Im Sommer 2022 erwarteten sowohl die deutsche Regierung als auch viele Linke einen „Heißen Herbst“ mit Massenprotesten und Streiks. In der Presse kriegte man fast schon den Eindruck, dass Aufstände bevorstünden. Gründe dafür waren Befürchtungen vor einer Explosion der Preise, insbesondere der Gas- und Strompreise, wie auch die Erfahrungen in Großbritannien, wo wir die größte Streikwelle seit vier Jahrzehnten erleben. Die Vorhersagen haben sich in dieser Form nicht erfüllt. Haben Linke und Arbeiter:innenbewegung versagt? Ist massenhafte Gegenwehr im Land der scheinbar stabilen Sozialpartnerschaft damit gescheitert oder steht sie erst noch bevor?

von Christoph Wälz

Die Inflation erreichte 2022 in Deutschland die höchsten Werte seit 1951 und lag im Herbst teilweise über 10 Prozent, im Jahresdurchschnitt bei 7,9 Prozent. Dabei lag die Inflationsrate bei Energieprodukten (34,7 Prozent) und Lebensmitteln (13,4 Prozent) deutlich über diesen Werten. Da die Löhne schon lange nicht mehr substantiell gestiegen sind, kam es 2022 zu deutlichen Reallohnverlusten.
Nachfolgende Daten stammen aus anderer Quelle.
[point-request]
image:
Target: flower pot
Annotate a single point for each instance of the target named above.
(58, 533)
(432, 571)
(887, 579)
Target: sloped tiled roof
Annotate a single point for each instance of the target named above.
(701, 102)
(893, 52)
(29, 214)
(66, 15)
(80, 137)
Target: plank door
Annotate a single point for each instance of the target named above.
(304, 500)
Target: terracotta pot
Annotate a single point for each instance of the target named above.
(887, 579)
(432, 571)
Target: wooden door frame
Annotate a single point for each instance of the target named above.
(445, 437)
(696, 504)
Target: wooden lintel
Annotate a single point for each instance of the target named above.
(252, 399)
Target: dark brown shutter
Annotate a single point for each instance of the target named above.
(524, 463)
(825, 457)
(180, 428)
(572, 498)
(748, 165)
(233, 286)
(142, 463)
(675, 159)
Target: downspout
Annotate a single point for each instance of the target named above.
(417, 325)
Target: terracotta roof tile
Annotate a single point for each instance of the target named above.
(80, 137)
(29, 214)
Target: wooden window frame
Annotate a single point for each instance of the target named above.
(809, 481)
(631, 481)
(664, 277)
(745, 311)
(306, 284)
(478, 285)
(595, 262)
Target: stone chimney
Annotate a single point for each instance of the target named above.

Seit der Krise von 2008 haben es Regierung und Kapital in Deutschland jedoch immer wieder geschafft, die Auswirkungen der kapitalistischen Krise für große Teile der Arbeiter:innenklasse abzumildern. Durch die dominante Position des deutschen Kapitals in Europa hatten sie dafür bisher immer noch Spielräume. In der Erwartung von Massenprotesten war die Regierung 2022 bereit, kurzfristig eine Reihe von „Entlastungspaketen“ zu beschließen. So gab es zum Beispiel Einmalzahlungen an Arbeiter:innen und Familien. „200 Milliarden Euro zur Abfederung der Energiekosten, Preisbremsen, 49-Euro-Ticket, Übergewinnsteuer auf EU-Ebene – alles zentrale Forderungen der Sozialproteste“, resümiert die taz (30.12.2022)
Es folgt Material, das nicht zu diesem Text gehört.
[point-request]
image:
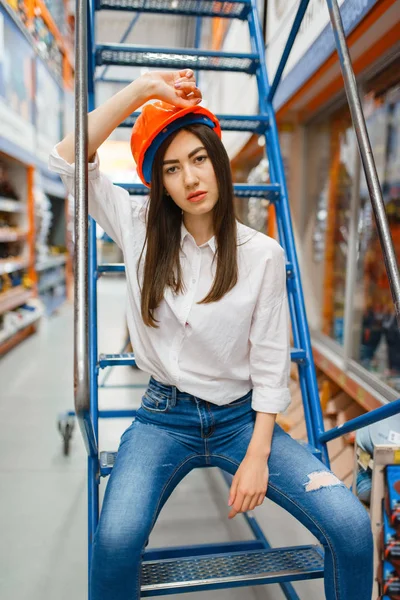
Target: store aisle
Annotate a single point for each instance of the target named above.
(43, 497)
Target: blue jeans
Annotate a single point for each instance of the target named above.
(175, 432)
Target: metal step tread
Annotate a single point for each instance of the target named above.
(107, 459)
(127, 359)
(120, 268)
(252, 123)
(176, 58)
(269, 191)
(222, 570)
(124, 359)
(234, 9)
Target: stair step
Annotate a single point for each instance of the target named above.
(107, 459)
(111, 268)
(225, 570)
(235, 9)
(120, 268)
(177, 58)
(253, 123)
(269, 191)
(124, 359)
(127, 359)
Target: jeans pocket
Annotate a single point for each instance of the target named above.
(155, 402)
(240, 401)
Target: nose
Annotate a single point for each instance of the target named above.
(190, 178)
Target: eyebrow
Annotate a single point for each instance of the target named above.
(192, 153)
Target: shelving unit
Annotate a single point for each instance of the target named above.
(27, 16)
(34, 249)
(19, 311)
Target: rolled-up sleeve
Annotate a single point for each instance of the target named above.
(105, 198)
(270, 339)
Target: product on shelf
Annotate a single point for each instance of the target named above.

Außerdem zog die deutsche Regierung im Herbst ihre Pläne für eine Gasumlage zurück. Mit der Gasumlage sollten eigentlich alle Konsument:innen von Gas die ausgefallenen Profite der Gas-Importeure bezahlen. Die Gasumlage hatte im August und September zu einer deutlich spürbaren Proteststimmung in der Bevölkerung geführt. Es war offensichtlich: wir zahlen für die Profite der Konzerne. Stattdessen zahlte die Regierung dann direkte Staatshilfen in Höhe von 15 Milliarden Euro an den Gas-Importeur Uniper. Vom Ergebnis her ist das fast dasselbe: die Konzerne kriegen unser Geld. Aber die Rechnung für die Bevölkerung kommt jetzt erst später.
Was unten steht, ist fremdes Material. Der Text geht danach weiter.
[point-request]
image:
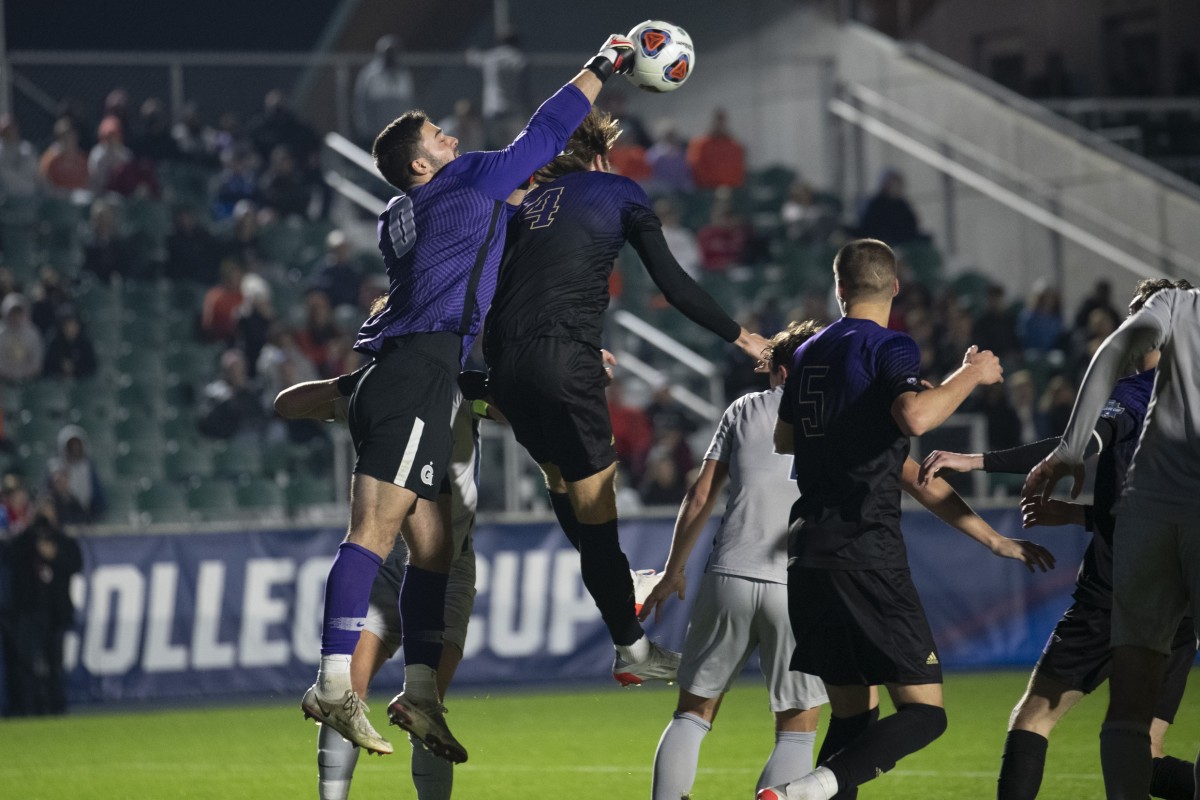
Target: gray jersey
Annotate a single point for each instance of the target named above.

Um eine Rezession ist die deutsche Wirtschaft vorerst herumgekommen. Trotz Inflation, Krieg, Energiekrise, Corona, Material- und Lieferengpässen wuchs die deutsche Wirtschaft 2022 überraschend um 1,9 Prozent, so das Handelsblatt (13.01.2023). Das Bruttoinlandsprodukt war erstmals größer als vor dem Corona-Einbruch 2020. Dabei spielte eine Rolle, dass die starke deutsche Ökonomie im Gegensatz zu vielen anderen Volkswirtschaften in der Lage war, bei ausbleibenden russischen Gaslieferungen schnell Alternativen auf dem Weltmarkt zu beschaffen. Entgegen mancher Befürchtungen kam es damit nicht zu einer Gasmangellage zum Ende des Jahres 2022. Außerdem wuchs der private Konsum um 4,6 Prozent. Denn nach der Rücknahme der Corona-Beschränkungen kam es 2022 zu Nachholeffekten in den Bereichen Gastronomie, Tourismus und Kultur. Wie lang diese bei steigender Inflation anhalten werden, ist fraglich.

Sozialproteste von links und rechts

Die deutsche Linkspartei ist zwar schwach und tief gespalten. Aber die Proteststimmung gab ihr im Spätsommer und Herbst einen kurzen Aufschwung. Sie mobilisierte bundesweit zu lokalen Aktionen für einen „Heißen Herbst“. Sie stellte soziale Forderungen auf, zum Beispiel für einen Gaspreisdeckel und für die Vergesellschaftung der Energiewirtschaft. In abgeschwächter Form wurden Teile dieser Forderungen von der Regierung übernommen, zum Beispiel eine Gas- und Strompreisbremse, die aber erst ab März 2023 greifen soll.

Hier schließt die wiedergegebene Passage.